Mark attribute names vary by format. Links from CommonMark use { uri: "..." } while RT hub links use { url: "..." }. If your renderer accepts documents from multiple formats without a prior autoTransform, check for both attribute names.

Entity featureClass. Entities (links, images, mentions, hashtags) appear in HIRTextNode.marks just like inline marks, but they carry the visual content in their attrs. The content string is the text the entity covers (e.g., the link display text); mark.attrs contains the metadata.

Inline-Only Documents

When a document has no block facets, toHIR() returns bare HIRTextNode[] at the top level (no wrapping block).

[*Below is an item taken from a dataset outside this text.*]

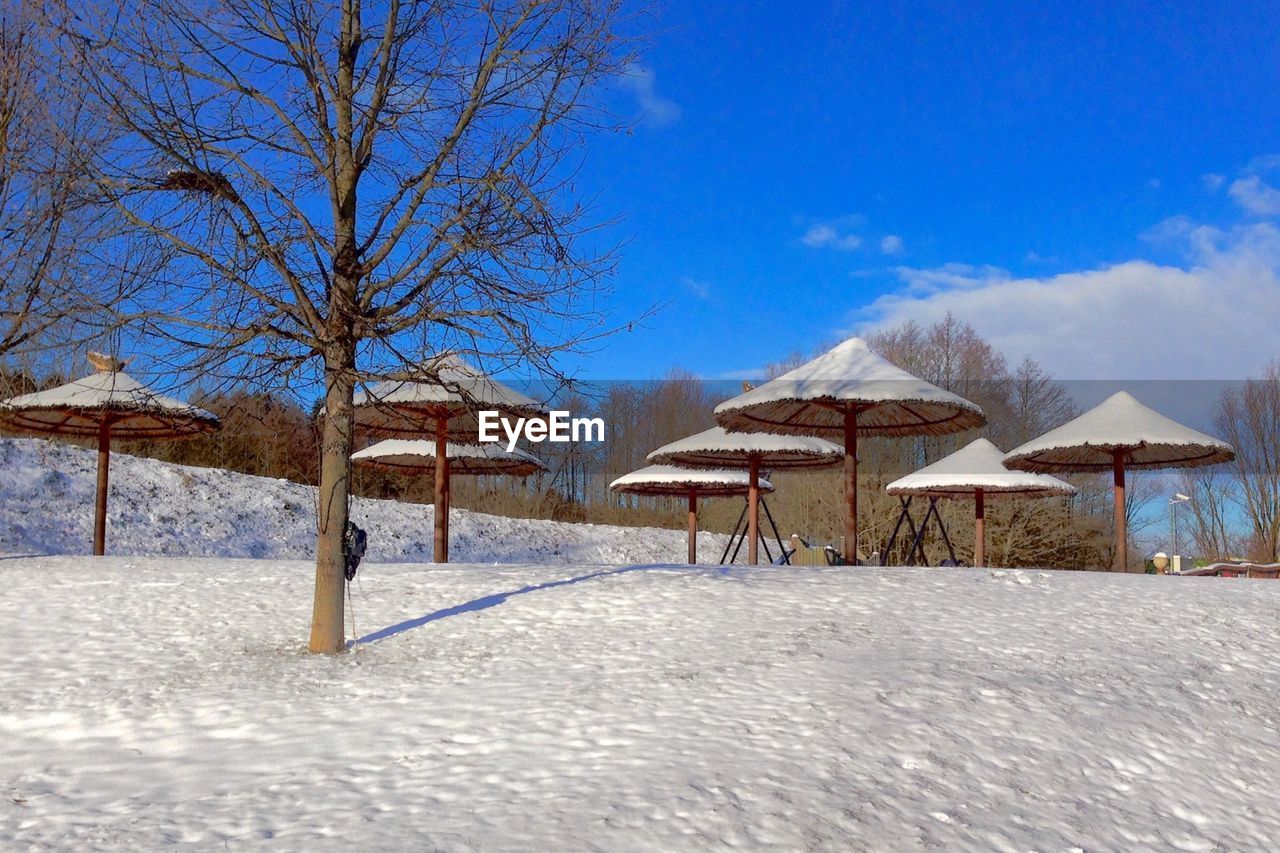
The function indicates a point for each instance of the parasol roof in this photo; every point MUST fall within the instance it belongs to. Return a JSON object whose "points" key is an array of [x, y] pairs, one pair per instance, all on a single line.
{"points": [[977, 465], [672, 480], [80, 407], [1147, 438], [718, 447], [407, 455], [813, 398], [455, 389]]}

Renderers check for this case and wrap inline content if their output format requires it:

ts
// Inline-only document (no block markers in text)
const doc = Document.fromText('Hello, world!')
const nodes = doc.toHIR()
// nodes[0].type === 'text'  ← no block wrapper

// Renderers handle this:
if (nodes.every(n => n.type === 'text')) {
  // toHTML wraps in <p>; toMarkdown wraps as a paragraph
}

Walking the HIR

A complete minimal renderer that converts a document to HTML-like output:

ts
import type { HIRNode, HIRBlockNode, HIRContainerNode, HIRTextNode, HIRMark } from 'relational-text'

function render(doc: Document): string {
  return renderNodes(doc.toHIR())
}

function renderNodes(nodes: HIRNode[]): string {
  // Inline-only document: no block wrappers, just the text
  if (nodes.every(n => n.type === 'text')) {
    return `<p>${nodes.map(renderText).join('')}</p>`
  }
  return nodes.map(renderNode).join('')
}

function renderNode(node: HIRNode): string {
  switch (node.type) {
    case 'block':     return renderBlock(node as HIRBlockNode)
    case 'container': return renderContainer(node as HIRContainerNode)
    case 'text':      return renderText(node as HIRTextNode)
  }
}

function renderBlock(node: HIRBlockNode): string {
  const inner = node.children.map(renderNode).join('')
  // node.name is the feature name (e.g. "paragraph", "heading"), not the full compound key.
  // The full compound key ($type#name) is found on HIRMark.kind, not HIRBlockNode.name.
  if (node.name === 'paragraph') return `<p>${inner}</p>`
  if (node.name === 'heading') {
    const level = (node.attrs as { level?: number })?.level ?? 1
    return `<h${level}>${inner}</h${level}>`
  }
  if (node.name === 'code-block') return `<pre><code>${inner}</code></pre>`
  if (node.name === 'horizontal-rule') return `<hr>`
  return `<div>${inner}</div>` // fallback
}

function renderContainer(node: HIRContainerNode): string {
  const inner = node.children.map(renderNode).join('')
  if (node.name === 'blockquote') return `<blockquote>${inner}</blockquote>`
  if (node.name === 'ul')         return `<ul>${inner}</ul>`
  if (node.name === 'ol')         return `<ol>${inner}</ol>`
  if (node.name === 'li')         return `<li>${inner}</li>`
  return inner
}

function renderText(node: HIRTextNode): string {
  let content = escapeHtml(node.content)
  // Marks are ordered from outermost to innermost.
  // Apply in reverse so the outermost mark wraps the fully-decorated content.
  for (const mark of [...node.marks].reverse()) {
    content = applyMark(content, mark)
  }
  return content
}

function applyMark(content: string, mark: HIRMark): string {
  // mark.kind is the full compound key, e.g. "org.relationaltext.facet#bold"
  // mark.attrs carries any additional data from the feature
  if (mark.kind.endsWith('#bold'))          return `<strong>${content}</strong>`
  if (mark.kind.endsWith('#italic'))        return `<em>${content}</em>`
  if (mark.kind.endsWith('#code'))          return `<code>${content}</code>`
  if (mark.kind.endsWith('#underline'))     return `<u>${content}</u>`
  if (mark.kind.endsWith('#strikethrough')) return `<s>${content}</s>`
  if (mark.kind.endsWith('#link')) {
    const url = (mark.attrs as { url?: string; uri?: string })?.url
               ?? (mark.attrs as { uri?: string })?.uri ?? '#'
    return `<a href="${url}">${content}</a>`
  }
  return content // unknown marks pass through as plain text
}

function escapeHtml(s: string): string {
  return s.replace(/&/g, '&amp;').replace(/</g, '&lt;').replace(/>/g, '&gt;')
}

See html.ts and markdown.ts in the source for the full production renderers.